Edifici per la ricerca nell’area di Tiburon, San Francisco (Cinciripini, Liverotti). Tesi di laurea magistrale

La Scuola di Ateneo di Architettura e Design (SAAD) dell’Università di Camerino quest’anno ha ottenuto un importante risultato: due riconoscimenti a progetti di studenti che hanno partecipato a concorsi internazionali di architettura, indirizzati a studenti, ma non solo. Il primo,  “Architecture at zero”, in cui sono stati premiati due studenti del corso magistrale, promosso da un ente americano che organizza concorsi per edifici di diverso genere a Zero Energia. Il secondo, “Kaira Looro”, centro culturale in Senegal, promosso da una Onlus, in cui è stata premiata una studentessa del corso triennale in Scienze dell’Architettura.

Nel primo, l’organizzazione ha imposto il programma funzionale indirizzato allo studio di un edificio per la ricerca sulla fauna marina in California, all’interno della baia di San Francisco. I ragazzi hanno pensato ad un’architettura ipogea che potesse integrarsi nel paesaggio e al contempo essere illuminata dall’alto attraverso una serra solare. I dispositivi immaginati per  captare energia vanno da una pavimentazione che produce energia attraverso il calpestio delle persone , al fotovoltaico completamente integrato nel vetro della serra.
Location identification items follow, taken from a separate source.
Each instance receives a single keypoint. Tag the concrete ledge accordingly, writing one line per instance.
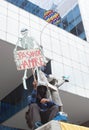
(52, 125)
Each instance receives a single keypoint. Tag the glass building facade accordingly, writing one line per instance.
(71, 22)
(69, 54)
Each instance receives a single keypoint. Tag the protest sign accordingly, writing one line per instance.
(26, 59)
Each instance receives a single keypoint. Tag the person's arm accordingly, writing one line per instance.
(33, 96)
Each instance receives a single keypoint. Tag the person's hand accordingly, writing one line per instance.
(35, 84)
(44, 100)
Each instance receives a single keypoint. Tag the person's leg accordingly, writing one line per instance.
(52, 112)
(33, 115)
(56, 98)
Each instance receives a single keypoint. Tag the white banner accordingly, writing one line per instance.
(26, 59)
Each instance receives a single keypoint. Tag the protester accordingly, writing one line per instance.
(41, 109)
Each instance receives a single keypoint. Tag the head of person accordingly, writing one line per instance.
(42, 90)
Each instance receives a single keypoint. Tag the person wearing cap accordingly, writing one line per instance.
(41, 108)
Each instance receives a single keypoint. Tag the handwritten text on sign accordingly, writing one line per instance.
(26, 59)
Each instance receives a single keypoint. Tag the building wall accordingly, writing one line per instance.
(84, 7)
(69, 54)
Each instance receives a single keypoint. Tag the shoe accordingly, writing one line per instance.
(38, 124)
(66, 78)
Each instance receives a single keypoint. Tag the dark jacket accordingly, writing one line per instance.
(36, 97)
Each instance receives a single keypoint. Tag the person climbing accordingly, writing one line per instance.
(41, 108)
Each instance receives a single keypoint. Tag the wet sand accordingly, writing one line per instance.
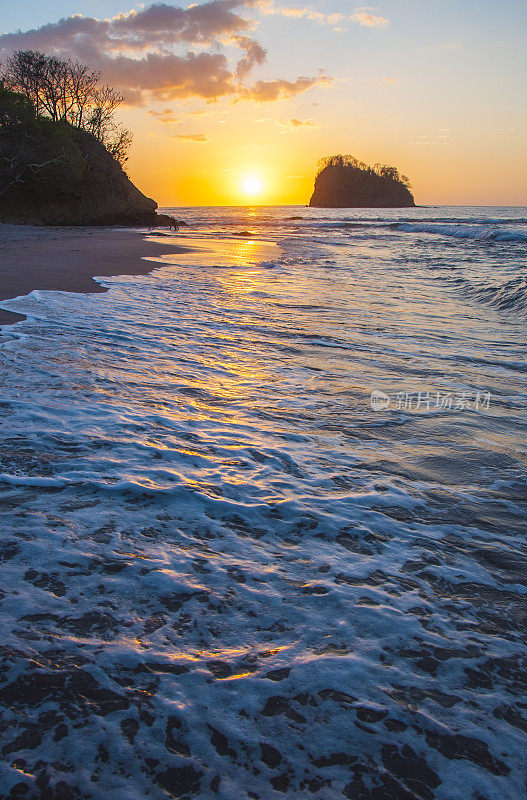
(68, 259)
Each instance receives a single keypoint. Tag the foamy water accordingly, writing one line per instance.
(223, 573)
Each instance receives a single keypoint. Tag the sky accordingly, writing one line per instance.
(234, 102)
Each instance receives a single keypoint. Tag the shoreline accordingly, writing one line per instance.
(68, 260)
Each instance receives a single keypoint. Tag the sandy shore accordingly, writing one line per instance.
(67, 259)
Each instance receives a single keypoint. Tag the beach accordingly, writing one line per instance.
(262, 500)
(67, 259)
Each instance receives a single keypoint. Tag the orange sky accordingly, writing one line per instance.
(221, 92)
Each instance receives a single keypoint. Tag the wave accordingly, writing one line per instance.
(479, 232)
(509, 296)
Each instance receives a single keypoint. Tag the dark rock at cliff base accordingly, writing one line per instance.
(79, 184)
(350, 186)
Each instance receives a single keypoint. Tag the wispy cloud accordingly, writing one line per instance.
(137, 51)
(441, 136)
(280, 89)
(361, 16)
(192, 137)
(294, 124)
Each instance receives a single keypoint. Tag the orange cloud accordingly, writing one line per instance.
(137, 52)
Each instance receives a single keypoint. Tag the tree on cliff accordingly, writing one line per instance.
(68, 91)
(343, 181)
(382, 170)
(33, 148)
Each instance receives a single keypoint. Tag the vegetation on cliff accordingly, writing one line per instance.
(345, 182)
(61, 152)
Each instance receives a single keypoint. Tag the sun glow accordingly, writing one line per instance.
(252, 185)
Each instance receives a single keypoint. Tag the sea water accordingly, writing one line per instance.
(262, 515)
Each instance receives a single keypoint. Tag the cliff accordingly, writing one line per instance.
(343, 182)
(56, 174)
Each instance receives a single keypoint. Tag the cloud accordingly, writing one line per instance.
(138, 51)
(360, 16)
(167, 115)
(367, 20)
(294, 124)
(192, 137)
(280, 89)
(254, 55)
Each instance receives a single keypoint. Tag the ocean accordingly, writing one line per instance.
(263, 515)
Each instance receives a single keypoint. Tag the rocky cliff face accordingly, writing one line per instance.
(354, 187)
(64, 176)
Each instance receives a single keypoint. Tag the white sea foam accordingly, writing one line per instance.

Sede della Scuola di Ateneo di Architettura e Design al colle d’Annunziata

Nel secondo,  pianificazione di un Centro Culturale per la città di Sedhiou in Senegal ha lo scopo di rinnovare l’identità dell’area, cercando di raggiungere l’obiettivo di creare un luogo in cui le culture locali possano avere la possibilità di essere raccontate, trasmesse e preservate. Questa sfida vede la pianificazione di una struttura architettonica come testimonianza del rapporto pacifico che si verifica tra i gruppi etnici locali e promuove, al contempo, la conservazione delle abitudini del luogo. La ragazza, attraverso il suo progetto, ha lavorato sull’ideazione di una struttura destinata ad essere una testimonianza di ciò che si può fare con risorse limitate, compensando questa scarsità con una grande capacità immaginifica.

Analogamente, le tesi di laurea del Disegno Industriale rappresentano una forte propensione all’innovazione, che si manifesta nelle proposte progettuali più spinte verso l’innovazione di prodotto e di processo, laddove nel processo si intende anche quello riguardante le forme di comunicazione e di diffusione del prodotto stesso. Su questo aspetto la SAAD ha fornito nell’ultima sessione di laurea molti spunti creativi, dimostrando ancora una volta che gli studenti possono utilizzare le competenze digitali che vengono offerte dal corso come strumenti per raggiungere livelli di professionalità adeguati  alle richieste del mercato.